En la penumbra de la habitación descansa un poeta a contraluz, arrimado a la puerta del balcón mientras la lluvia cae frente a él. El vapor se eleva de sus músculos por el calor del entrenamiento. No es un hombre corpulento ni un deportista, es su forma de luchar contra el tiempo.


Cada segundo, cada hora, cada día, la imagen de ella se desvanece en su mente y es sumergida en una ilusión. Se convierte en una mujer irreal surgida de aguas utópicas y fantasmales. Es imprescindible que esto se detenga porque si no la perderá para siempre. El dolor corporal le ayuda a mantenerse en el presente, a seguir pensándola como una mujer real.


La luz ámbar del poste le ilumina la mirada decaída. Entre los destellos de lluvia busca encontrar una respuesta a la decisión que la Sirena tomó. La barba le ha crecido bastante, es también otro recordatorio de tiempo.


A su espalda, la habitación está sumida en la oscuridad de la noche, apenas visible por unos compasivos rebotes de luz que perfilan el pie de la cama y parte del escritorio, dentro de la antigua arquitectura española de su departamento, el cual parece transportarlo a aquel tiempo y lugar.


¿Con un reloj o con el corazón?


El calendario no se ajusta a los hechos ni a sus percepciones. Sabe que aquellas memorias son un recóndito pasado de patética invocación, y sin embargo, siente que no han transcurrido más que unos cuantos días.

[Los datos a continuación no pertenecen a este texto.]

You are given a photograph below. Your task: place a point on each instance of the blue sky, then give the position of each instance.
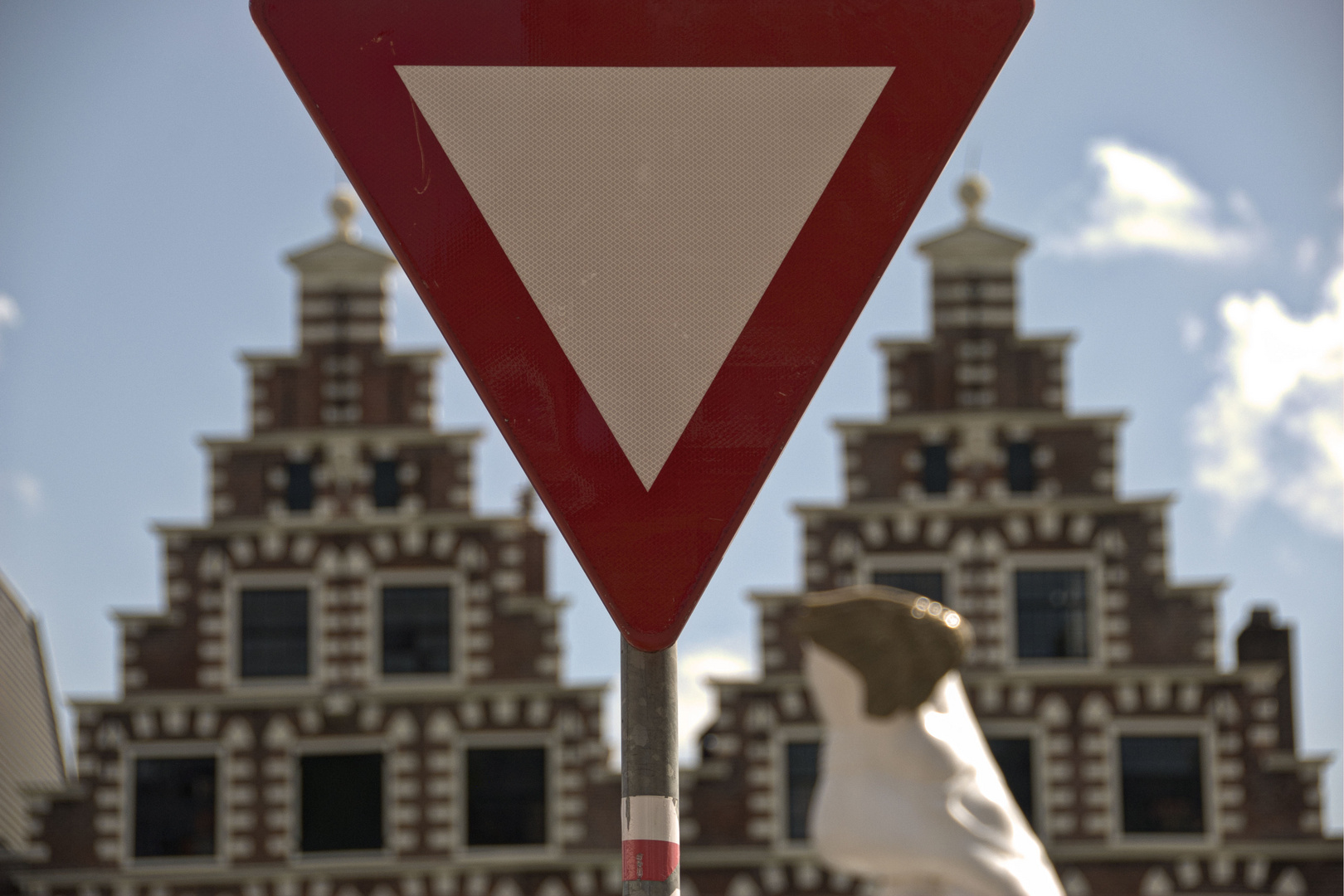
(1179, 167)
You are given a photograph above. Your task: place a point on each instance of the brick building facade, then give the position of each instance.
(1142, 766)
(353, 687)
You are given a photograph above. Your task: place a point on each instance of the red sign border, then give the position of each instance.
(648, 553)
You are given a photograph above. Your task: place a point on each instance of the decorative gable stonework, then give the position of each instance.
(1144, 766)
(343, 617)
(347, 617)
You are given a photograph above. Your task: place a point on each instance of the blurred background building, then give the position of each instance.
(353, 688)
(30, 739)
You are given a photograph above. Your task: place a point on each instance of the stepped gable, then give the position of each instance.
(347, 621)
(353, 684)
(1144, 765)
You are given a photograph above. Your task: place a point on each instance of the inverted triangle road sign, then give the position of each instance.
(644, 226)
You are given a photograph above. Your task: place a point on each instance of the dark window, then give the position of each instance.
(416, 631)
(802, 781)
(299, 489)
(936, 473)
(923, 583)
(1051, 614)
(505, 796)
(387, 490)
(342, 802)
(1014, 758)
(273, 633)
(1161, 786)
(1022, 469)
(175, 807)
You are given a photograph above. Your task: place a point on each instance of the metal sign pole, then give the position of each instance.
(650, 840)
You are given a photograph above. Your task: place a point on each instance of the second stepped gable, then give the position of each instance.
(343, 618)
(343, 489)
(981, 483)
(1142, 766)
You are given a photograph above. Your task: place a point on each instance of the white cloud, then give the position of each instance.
(1272, 427)
(10, 316)
(1191, 332)
(695, 699)
(1144, 203)
(1304, 257)
(27, 488)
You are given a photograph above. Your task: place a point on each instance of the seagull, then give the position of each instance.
(908, 794)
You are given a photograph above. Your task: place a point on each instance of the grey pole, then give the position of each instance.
(650, 772)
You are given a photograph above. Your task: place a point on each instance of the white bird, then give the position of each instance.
(908, 794)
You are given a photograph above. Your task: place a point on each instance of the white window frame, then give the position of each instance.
(1166, 727)
(334, 747)
(780, 739)
(238, 582)
(427, 577)
(1090, 563)
(1031, 731)
(136, 750)
(548, 740)
(941, 562)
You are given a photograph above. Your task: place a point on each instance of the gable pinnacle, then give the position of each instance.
(973, 192)
(343, 207)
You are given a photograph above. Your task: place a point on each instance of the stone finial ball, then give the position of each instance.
(344, 206)
(973, 192)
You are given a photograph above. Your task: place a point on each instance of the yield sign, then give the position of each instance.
(644, 226)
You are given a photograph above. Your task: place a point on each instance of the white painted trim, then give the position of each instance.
(346, 744)
(780, 739)
(134, 750)
(1040, 791)
(548, 740)
(942, 562)
(233, 585)
(1202, 727)
(1093, 564)
(429, 577)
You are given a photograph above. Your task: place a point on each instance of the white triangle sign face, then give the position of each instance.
(645, 210)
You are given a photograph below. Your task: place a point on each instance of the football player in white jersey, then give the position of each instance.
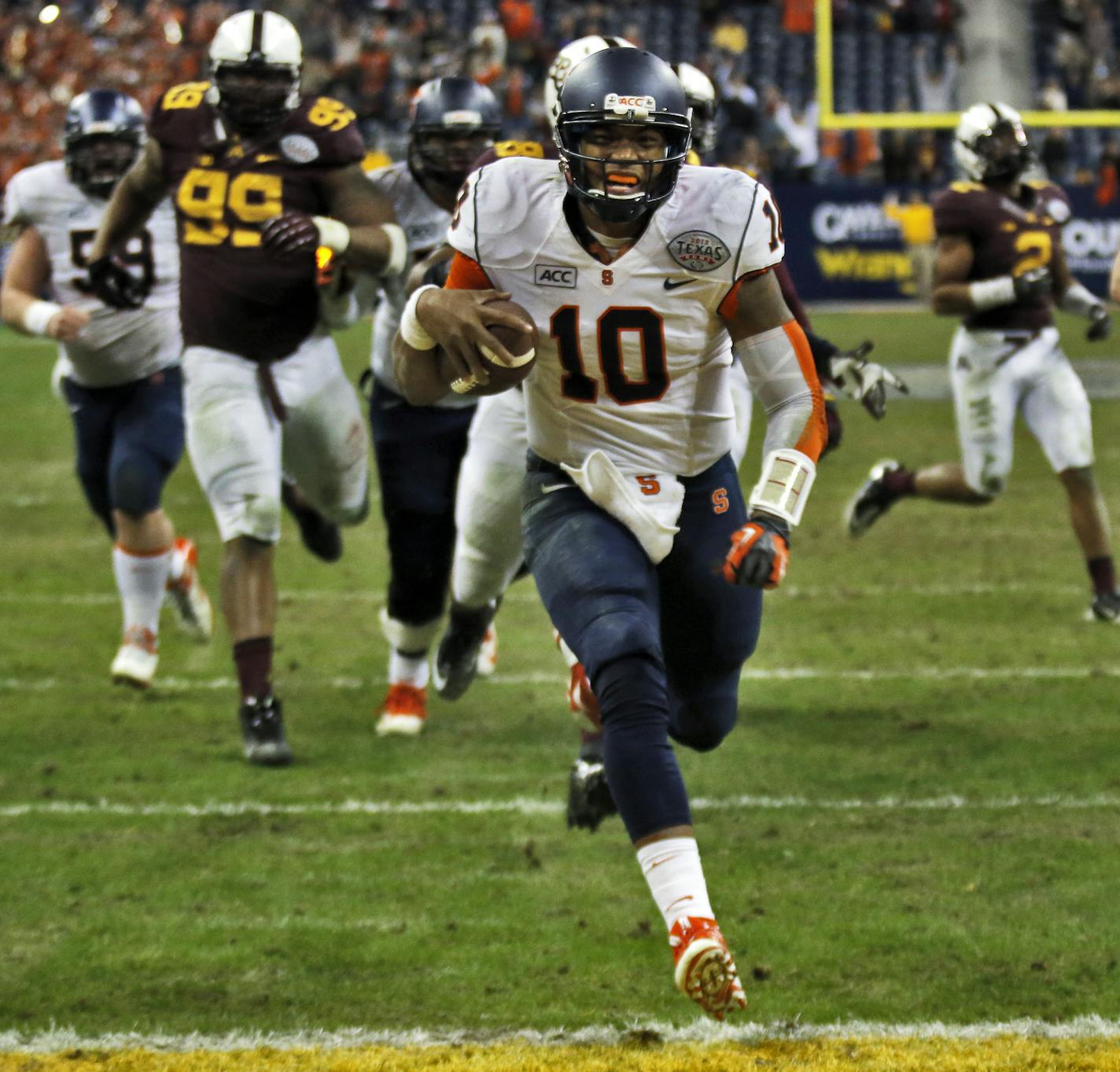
(119, 370)
(645, 277)
(418, 449)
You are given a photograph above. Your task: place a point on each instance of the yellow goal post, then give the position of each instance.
(829, 119)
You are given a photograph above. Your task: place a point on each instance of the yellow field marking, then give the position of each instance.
(641, 1053)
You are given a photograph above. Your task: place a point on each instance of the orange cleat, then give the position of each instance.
(403, 712)
(702, 967)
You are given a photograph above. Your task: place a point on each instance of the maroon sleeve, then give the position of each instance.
(953, 213)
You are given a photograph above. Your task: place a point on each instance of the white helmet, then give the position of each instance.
(262, 44)
(700, 93)
(982, 151)
(567, 58)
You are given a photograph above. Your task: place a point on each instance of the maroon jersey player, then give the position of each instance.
(1001, 269)
(260, 176)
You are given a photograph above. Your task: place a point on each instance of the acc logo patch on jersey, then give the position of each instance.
(698, 251)
(554, 276)
(299, 148)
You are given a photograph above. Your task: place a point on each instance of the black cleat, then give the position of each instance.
(457, 655)
(320, 536)
(1104, 607)
(871, 501)
(262, 731)
(589, 800)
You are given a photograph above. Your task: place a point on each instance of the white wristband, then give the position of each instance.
(411, 330)
(783, 488)
(39, 315)
(398, 249)
(989, 293)
(333, 233)
(1079, 300)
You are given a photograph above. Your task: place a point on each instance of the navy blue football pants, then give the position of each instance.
(663, 646)
(129, 440)
(418, 449)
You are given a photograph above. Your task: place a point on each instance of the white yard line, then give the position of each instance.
(526, 595)
(525, 805)
(702, 1030)
(346, 683)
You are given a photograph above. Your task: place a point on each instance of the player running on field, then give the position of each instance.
(1001, 269)
(260, 176)
(647, 558)
(119, 371)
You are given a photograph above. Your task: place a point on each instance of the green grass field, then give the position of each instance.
(916, 820)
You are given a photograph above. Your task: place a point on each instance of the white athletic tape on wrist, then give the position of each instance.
(515, 361)
(989, 293)
(1079, 300)
(398, 249)
(411, 330)
(333, 233)
(39, 315)
(783, 486)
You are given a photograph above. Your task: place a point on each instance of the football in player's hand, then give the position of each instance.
(522, 345)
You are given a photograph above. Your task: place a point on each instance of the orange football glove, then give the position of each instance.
(760, 554)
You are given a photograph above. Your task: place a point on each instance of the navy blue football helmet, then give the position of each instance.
(101, 139)
(453, 122)
(633, 87)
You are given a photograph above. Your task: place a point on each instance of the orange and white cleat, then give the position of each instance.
(702, 967)
(136, 659)
(403, 712)
(488, 654)
(186, 595)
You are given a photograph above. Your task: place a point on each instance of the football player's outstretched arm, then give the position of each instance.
(779, 362)
(134, 202)
(441, 330)
(25, 278)
(377, 242)
(954, 296)
(1074, 297)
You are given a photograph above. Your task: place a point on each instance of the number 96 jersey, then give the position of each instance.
(234, 296)
(634, 358)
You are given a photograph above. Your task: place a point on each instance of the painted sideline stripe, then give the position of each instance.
(700, 1031)
(525, 805)
(789, 591)
(787, 673)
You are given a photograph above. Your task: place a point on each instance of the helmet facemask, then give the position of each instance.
(254, 97)
(599, 179)
(97, 163)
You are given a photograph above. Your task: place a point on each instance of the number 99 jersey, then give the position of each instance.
(234, 296)
(118, 345)
(634, 358)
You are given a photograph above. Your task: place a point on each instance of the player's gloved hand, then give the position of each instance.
(1032, 285)
(760, 554)
(290, 235)
(1100, 324)
(863, 380)
(836, 425)
(114, 285)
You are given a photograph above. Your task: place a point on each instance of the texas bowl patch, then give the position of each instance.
(299, 148)
(698, 251)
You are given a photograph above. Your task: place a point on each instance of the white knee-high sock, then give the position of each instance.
(676, 879)
(142, 580)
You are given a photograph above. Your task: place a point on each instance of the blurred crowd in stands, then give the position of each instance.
(373, 54)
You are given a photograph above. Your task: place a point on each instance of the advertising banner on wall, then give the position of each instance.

¿Qué le importa al tiempo el sentimiento infinito?


Alza un envase con agua y se refresca.


Se acerca a una jaula y rellena el bebedero donde un pequeño ruiseñor azul desciende a beber.


Salta para sujetarse de la barra que cuelga entre el marco del balcón. Continúa atrofiando la espalda. Su corazón se acelera anhelando saber de ella.


¿Cuándo será? ¿Cuándo entenderás lo que no tiene tiempo, Sirenita?

 

Limbo

 

El poeta sabe que no fue él quien se perdió en el tiempo-espacio, sino que este es su celador. Trató de romper las leyes de la realidad, pero no pudo huir como esperaba. Su mundo interior ha sido encarcelado entre muros de concreto.


Al abrir los ojos enfoca la arquitectura cuadrangular. Un lugar alienígena como un limbo, fuera del tiempo y del espacio. Muros grises se alzan imponentes hacia el blanco infinito, y por momentos, le susurran voces ruidosas que parecen provenir de planos extradimensionales. Murmuran filosofía poética sobre la mísera presencia del hombre y afirman lo inútiles que son sus ideas en medio de la vastedad del cosmos.


Tiembla por la fría temperatura a la que es sometido. Mueve el muslo por impulso y un filo le corta la piel. Una línea de sangre resbala y una gota se precipita hacia abajo.


Se percata entonces de que flota desnudo entre pedazos triangulares de espejos afilados, de todo tamaño, que lo amenazan suspendidos como lluvia en pausa.


No tiene espacio para moverse.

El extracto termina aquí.